Ce soir elle est allongée dans son canapé, celui qui est marron, toujours plus confortable qu’un transat, juste assez grand pour elle, celui qui avait un rapport qualité-prix meilleur que les autres, celui qui ressemble plus ou moins à un modèle de créateur dont elle aurait rêvé.

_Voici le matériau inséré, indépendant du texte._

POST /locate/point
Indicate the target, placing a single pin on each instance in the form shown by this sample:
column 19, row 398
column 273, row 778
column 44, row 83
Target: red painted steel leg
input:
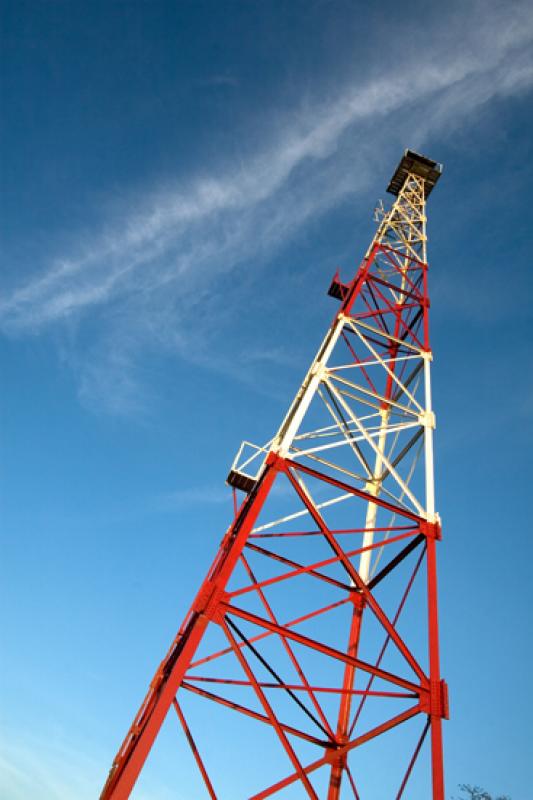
column 140, row 738
column 436, row 709
column 345, row 705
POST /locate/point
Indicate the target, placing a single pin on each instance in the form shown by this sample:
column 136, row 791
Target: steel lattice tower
column 301, row 631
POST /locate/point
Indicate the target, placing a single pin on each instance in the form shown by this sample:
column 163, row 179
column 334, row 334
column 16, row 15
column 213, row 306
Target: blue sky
column 180, row 180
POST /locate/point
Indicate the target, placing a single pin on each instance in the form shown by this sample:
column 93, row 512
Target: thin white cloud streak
column 157, row 267
column 47, row 767
column 179, row 220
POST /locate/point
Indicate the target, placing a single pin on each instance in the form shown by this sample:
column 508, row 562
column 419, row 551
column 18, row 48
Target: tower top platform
column 420, row 165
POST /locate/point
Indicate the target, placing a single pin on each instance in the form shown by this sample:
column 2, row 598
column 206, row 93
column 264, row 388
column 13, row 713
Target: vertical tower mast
column 315, row 571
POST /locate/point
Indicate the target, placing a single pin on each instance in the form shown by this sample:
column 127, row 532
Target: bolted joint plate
column 435, row 702
column 431, row 530
column 208, row 602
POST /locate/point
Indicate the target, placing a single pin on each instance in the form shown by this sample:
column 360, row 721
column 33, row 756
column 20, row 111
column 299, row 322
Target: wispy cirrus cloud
column 153, row 269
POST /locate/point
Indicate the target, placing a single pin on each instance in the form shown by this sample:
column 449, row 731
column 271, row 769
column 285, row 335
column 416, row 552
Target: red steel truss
column 318, row 618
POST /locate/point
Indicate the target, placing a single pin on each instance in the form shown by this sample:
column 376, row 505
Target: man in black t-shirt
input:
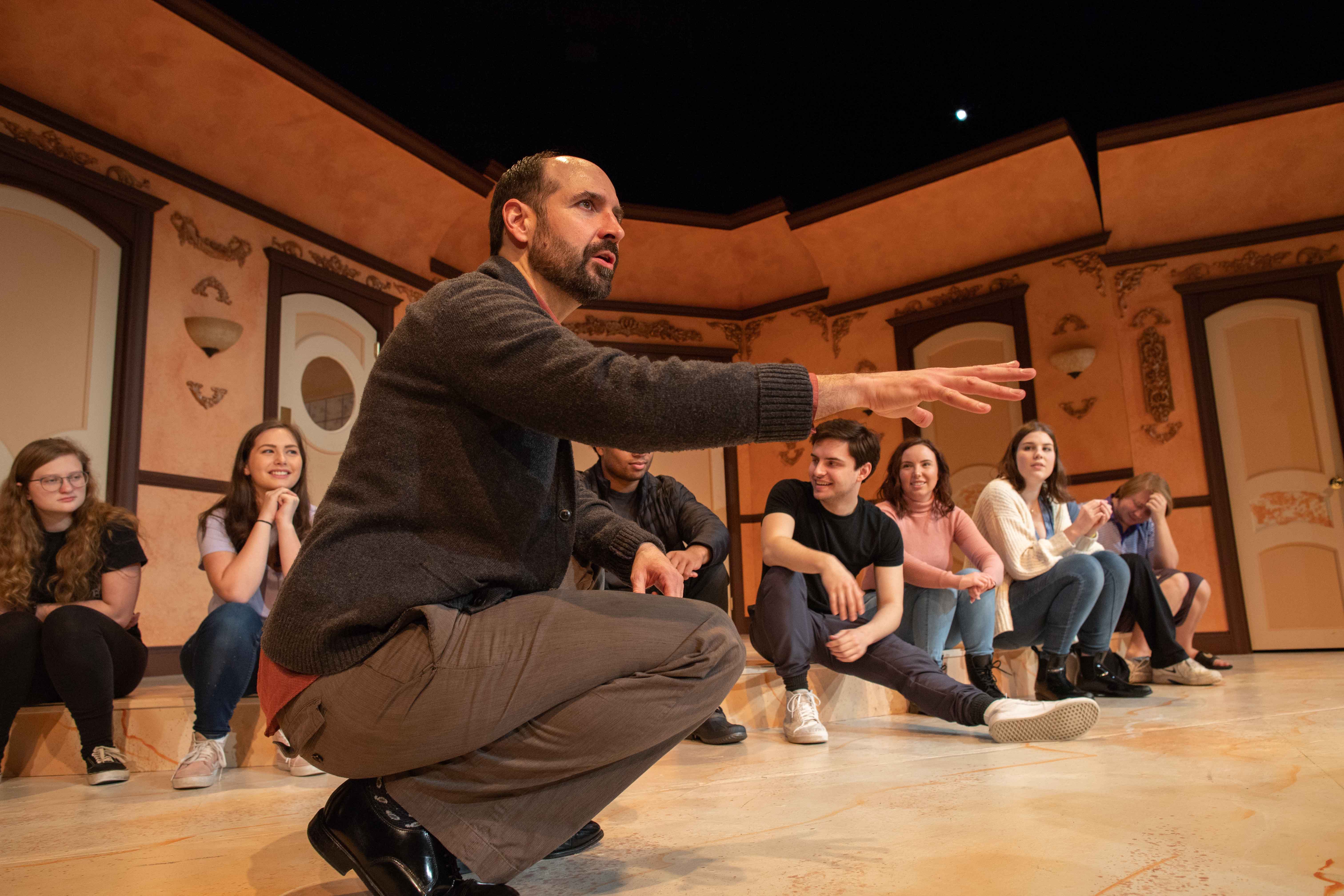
column 815, row 539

Elle voudrait aller dormir, mais elle a peur. Elle a peur qu’un monstre se cache quelque part, qu’il y ait un loup dans le placard, un cafard sous les draps, un cambrioleur tapis derrière la porte, peu importe, une anomalie. Le roi des cafards est dans sa tête, elle le sait, et plus elle y pense, plus c’est marrant.
Elle avait été voir cette psychologue un peu bizarre il y a quelques mois, une vielle dame brune aux grosses lunettes vertes dont les verres étaient teintés, si bien qu’elle n’a jamais vraiment pu la regarder dans les yeux. Elle ne lui posait jamais de question si ce n’était pour répondre aux siennes, ce qui n’avait pour effet que d’en créer plus, qui demeuraient chacune, fatalement, sans réponse. Alors elle racontait sa journée, et lors de leur dernière séance, elle lui a parlé du cafard.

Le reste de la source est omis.